With a continuously growing mountain of regulatory red tape, forthcoming Obamacare restrictions and a number of other bureaucratic encumbrances to deal with in addition to living and breathing the work they do, America’s small-business owners have it hard. Unfortunately, the Internal Revenue Service could make it harder than ever this year to run a small business.
Findings from a study conducted by the National Taxpayer Advocate, an internal IRS office, suggest that the tax collection agency has determined small businesses to be the most likely tax scammers, raising the propensity that they will be most heavily targeted for audits.
The IRS says that it does not base audits on factors like geographic region or employment type, but chooses audit victims according to how they score on its Discriminant Inventory Function (DIF).

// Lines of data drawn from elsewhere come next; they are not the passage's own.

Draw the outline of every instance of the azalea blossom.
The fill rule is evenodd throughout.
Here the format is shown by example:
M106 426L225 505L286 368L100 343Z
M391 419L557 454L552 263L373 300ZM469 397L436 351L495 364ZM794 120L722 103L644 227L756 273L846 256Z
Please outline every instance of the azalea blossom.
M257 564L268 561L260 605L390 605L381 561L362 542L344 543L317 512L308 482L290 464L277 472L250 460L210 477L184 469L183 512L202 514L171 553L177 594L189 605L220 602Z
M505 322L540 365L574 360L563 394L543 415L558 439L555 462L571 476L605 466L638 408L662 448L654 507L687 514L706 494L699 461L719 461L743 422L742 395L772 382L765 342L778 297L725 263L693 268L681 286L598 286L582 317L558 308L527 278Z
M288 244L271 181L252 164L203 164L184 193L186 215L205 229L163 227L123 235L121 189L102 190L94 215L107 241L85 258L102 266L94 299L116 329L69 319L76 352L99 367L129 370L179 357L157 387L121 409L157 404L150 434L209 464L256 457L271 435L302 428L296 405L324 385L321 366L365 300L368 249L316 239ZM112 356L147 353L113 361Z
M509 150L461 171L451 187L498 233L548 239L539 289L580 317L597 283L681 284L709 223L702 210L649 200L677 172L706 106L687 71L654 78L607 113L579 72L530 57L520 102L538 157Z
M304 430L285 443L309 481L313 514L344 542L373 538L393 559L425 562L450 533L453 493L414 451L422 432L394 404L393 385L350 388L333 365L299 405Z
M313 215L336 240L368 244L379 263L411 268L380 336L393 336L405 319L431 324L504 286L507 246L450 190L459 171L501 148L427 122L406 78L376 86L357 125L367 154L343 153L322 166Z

“If your return is selected because of a high score under the DIF system, the potential is high that an examination of your return will result in a change to your income tax liability,” states an IRS publication.
But the National Taxpayer Advocate information shows a pretty clear relationship between the 1 percent of people the IRS audits each year: They often get paid in cash, they own small businesses and they live in wealthy parts of the Nation.
Reportedly, sole proprietors in New Carrollton, Md.; College Park, Ga.; Beverly Hills, Calif.; and Newport Beach, Calif., are in particular danger of receiving an audit this year. Those regions harbored the highest number of tax cheats in 2009, according to the study.
Americans throughout the Nation who own construction companies or real estate rental firms are also likely to come under increased IRS scrutiny.